“母后口口声声将江山社稷挂在嘴边,为何还要纵容舅舅在祭天大典时做手脚,为了除去朕的爱妃,母后不惜断送淳于皇族的江山,朕倒想问问母后,日后百年之际到了地下,母后有何颜面去见父皇?又怎么面对淳于家的列祖列宗?”
皇帝一声声质问犹如惊雷劈在江太后头顶,皇儿知道了,他怎么会知道,江芝欣脸上的大义凛然几乎维持不住。
“皇帝,你怎能这样不分青红皂白怀疑自己的母后,哀家何曾吩咐元济侯做过任何事情,分明是你独宠妖妃,惹来天怒人怨,才会带来雪灾,引发民乱,皇帝若不及时悬崖勒马,杀了妖妃以平民愤,只怕我淳于一族江山不稳,大厦将倾。先皇,是哀家无用,没有看顾好洬儿,枉顾了先皇临终所托。”

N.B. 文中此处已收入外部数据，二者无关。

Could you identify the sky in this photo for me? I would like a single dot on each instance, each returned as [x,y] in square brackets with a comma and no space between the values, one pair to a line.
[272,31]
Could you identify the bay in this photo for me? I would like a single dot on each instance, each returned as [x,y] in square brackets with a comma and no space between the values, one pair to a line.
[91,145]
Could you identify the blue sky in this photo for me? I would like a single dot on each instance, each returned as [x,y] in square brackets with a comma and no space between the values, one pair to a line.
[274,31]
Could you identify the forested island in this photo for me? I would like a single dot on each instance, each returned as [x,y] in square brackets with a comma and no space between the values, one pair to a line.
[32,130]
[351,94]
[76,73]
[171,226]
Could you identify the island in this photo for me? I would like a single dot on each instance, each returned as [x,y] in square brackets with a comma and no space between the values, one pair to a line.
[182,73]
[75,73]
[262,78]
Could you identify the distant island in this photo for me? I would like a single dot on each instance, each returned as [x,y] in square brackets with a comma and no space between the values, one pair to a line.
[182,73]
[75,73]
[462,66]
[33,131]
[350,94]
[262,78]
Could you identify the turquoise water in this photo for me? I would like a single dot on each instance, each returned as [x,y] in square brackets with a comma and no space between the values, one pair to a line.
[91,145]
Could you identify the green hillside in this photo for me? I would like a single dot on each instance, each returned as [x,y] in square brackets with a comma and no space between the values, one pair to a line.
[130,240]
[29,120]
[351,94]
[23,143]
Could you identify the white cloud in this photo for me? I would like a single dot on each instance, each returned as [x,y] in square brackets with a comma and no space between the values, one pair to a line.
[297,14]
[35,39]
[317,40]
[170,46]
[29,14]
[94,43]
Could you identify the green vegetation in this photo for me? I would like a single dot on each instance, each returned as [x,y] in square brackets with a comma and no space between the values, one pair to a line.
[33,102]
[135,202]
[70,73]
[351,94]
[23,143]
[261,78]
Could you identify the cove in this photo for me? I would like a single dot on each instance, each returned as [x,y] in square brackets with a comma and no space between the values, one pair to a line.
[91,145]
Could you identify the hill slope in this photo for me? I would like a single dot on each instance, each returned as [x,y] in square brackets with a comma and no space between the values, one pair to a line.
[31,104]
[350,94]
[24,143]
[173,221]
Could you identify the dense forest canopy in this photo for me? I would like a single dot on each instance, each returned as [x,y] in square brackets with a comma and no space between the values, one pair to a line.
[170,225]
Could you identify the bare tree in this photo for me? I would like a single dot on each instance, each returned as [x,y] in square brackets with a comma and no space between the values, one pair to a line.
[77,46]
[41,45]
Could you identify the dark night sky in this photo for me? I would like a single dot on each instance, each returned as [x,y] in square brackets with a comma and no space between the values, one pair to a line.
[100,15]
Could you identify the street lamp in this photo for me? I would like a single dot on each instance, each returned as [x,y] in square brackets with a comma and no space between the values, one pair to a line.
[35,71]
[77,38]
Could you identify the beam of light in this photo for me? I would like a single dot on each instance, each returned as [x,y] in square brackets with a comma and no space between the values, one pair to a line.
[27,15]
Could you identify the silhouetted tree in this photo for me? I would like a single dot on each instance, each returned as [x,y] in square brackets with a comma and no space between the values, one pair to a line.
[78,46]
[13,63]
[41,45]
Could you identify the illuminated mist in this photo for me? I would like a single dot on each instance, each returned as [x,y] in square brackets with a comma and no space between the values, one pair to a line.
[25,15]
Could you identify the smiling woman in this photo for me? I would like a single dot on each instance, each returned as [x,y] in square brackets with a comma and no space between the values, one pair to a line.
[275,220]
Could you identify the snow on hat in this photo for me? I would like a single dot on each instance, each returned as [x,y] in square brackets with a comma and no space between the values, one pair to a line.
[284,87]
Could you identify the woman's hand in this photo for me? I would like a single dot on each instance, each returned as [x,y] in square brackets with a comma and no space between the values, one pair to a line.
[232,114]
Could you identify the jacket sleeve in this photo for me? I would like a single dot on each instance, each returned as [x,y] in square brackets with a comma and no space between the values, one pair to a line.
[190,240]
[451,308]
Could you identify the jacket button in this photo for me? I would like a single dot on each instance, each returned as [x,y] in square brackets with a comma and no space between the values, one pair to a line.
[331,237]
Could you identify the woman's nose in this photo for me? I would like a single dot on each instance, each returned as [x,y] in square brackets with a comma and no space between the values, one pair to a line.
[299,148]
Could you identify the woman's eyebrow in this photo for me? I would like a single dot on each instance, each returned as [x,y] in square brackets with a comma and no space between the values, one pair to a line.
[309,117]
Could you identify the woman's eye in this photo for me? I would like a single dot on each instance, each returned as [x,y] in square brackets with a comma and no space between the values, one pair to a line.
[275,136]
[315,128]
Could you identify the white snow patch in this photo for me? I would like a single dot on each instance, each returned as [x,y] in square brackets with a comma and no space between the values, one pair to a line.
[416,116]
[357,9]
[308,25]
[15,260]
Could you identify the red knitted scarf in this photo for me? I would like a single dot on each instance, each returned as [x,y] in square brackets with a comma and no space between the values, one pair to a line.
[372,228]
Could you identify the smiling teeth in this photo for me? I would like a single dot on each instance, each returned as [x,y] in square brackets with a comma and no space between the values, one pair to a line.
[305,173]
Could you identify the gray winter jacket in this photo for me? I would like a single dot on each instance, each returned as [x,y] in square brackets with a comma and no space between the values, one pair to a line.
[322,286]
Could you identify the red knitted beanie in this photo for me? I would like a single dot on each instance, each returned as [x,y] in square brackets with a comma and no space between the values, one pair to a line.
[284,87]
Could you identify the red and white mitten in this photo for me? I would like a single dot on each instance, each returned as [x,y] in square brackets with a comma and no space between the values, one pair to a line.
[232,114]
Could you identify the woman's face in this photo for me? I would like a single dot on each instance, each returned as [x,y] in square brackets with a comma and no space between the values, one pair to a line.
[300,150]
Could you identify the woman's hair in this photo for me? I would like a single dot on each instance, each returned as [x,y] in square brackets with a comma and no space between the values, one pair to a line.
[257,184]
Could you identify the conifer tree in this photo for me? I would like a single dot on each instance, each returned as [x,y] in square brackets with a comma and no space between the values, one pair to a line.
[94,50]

太后嚎啕大哭,全然不顾一国皇太后的体面仪态,宛如失去至亲的孩童一般哭的肝肠寸断,水嬷嬷见此,忙上前扶住劝慰。
“天降大雪,黎民受苦,自有臣子为君分忧,朕亦会开仓放粮,救济百姓,欢儿只是一个深宫柔弱女子,这一切关她何事。母后苦心筹谋,竭力布局,不过想要除掉朕的爱妃,何苦将事情推到江山社稷之上,父皇泉下有知,定会明白孰是孰非,朕亦会查明真相,还沁贵妃一个公道,元济侯假公济私,坑害贵妃,朕绝不会放过,母后好自为之。”
淳于泠洬抱紧怀中女子大步出了慈仁宫,登上龙撵往翠滟殿去了,后殿内,佛珠手串被太后揪断,圆滚滚的珠子骨碌碌洒了一地,“水荷,哀家所做一切都是为了皇帝好,他怎能为了一个妃子公然顶撞哀家这个生母?”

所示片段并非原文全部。